The confidence scores for each model head sum to 1.

The first head gives a binary classification for all images, identifying whether or not they were AI generated and the accompanying confidence score. The second head provides further details as to the image's source, with support for the most popular AI art generators currently in use. If the model cannot identify a source, it will return none under the source head.

Additionally, if applicable, the model returns an image's C2PA metadata, which provides information about an image's origin (e.g., which generative model created it). If an image contains C2PA metadata, this field will be non-empty. As an image's metadata can be stripped or falsified, we recommend that customers view the entire API response holistically.

The Deepfake Detection model's response is contained within a single class: deepfake. Each detected face in the input is assigned a confidence score between 0 and 1, inclusive. The model takes the highest confidence score overall and returns it within the response. If the highest score is closer or equal to 0, the entire input is most likely not a deepfake. If the highest score is closer or equal to 1, the entire input is most likely a deepfake.

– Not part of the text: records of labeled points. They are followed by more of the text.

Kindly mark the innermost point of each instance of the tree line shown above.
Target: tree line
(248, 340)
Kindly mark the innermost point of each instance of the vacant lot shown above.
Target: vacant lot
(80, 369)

To see a complete API response object, you can visit the API reference page. If you are interested in the legacy Deepfake Detection-only API response, you can visit its separate API reference page.

Supported File Types

Image Formats:
gif
jpg
png
webp

Video Formats:
mp4
webm
avi
mkv
wmv
mov

Thresholds

We recommend the following thresholds for optimized model performance:

AI-Generated Image: 0.9
AI-Generated Video: 0.9 on any frame
Deepfake Image: 0.9
Deepfake Video: 0.5 on two consecutive frames, or 5% of all frames

We recommend that you start off with these thresholds, but you should always refine these thresholds to suit your specific use case.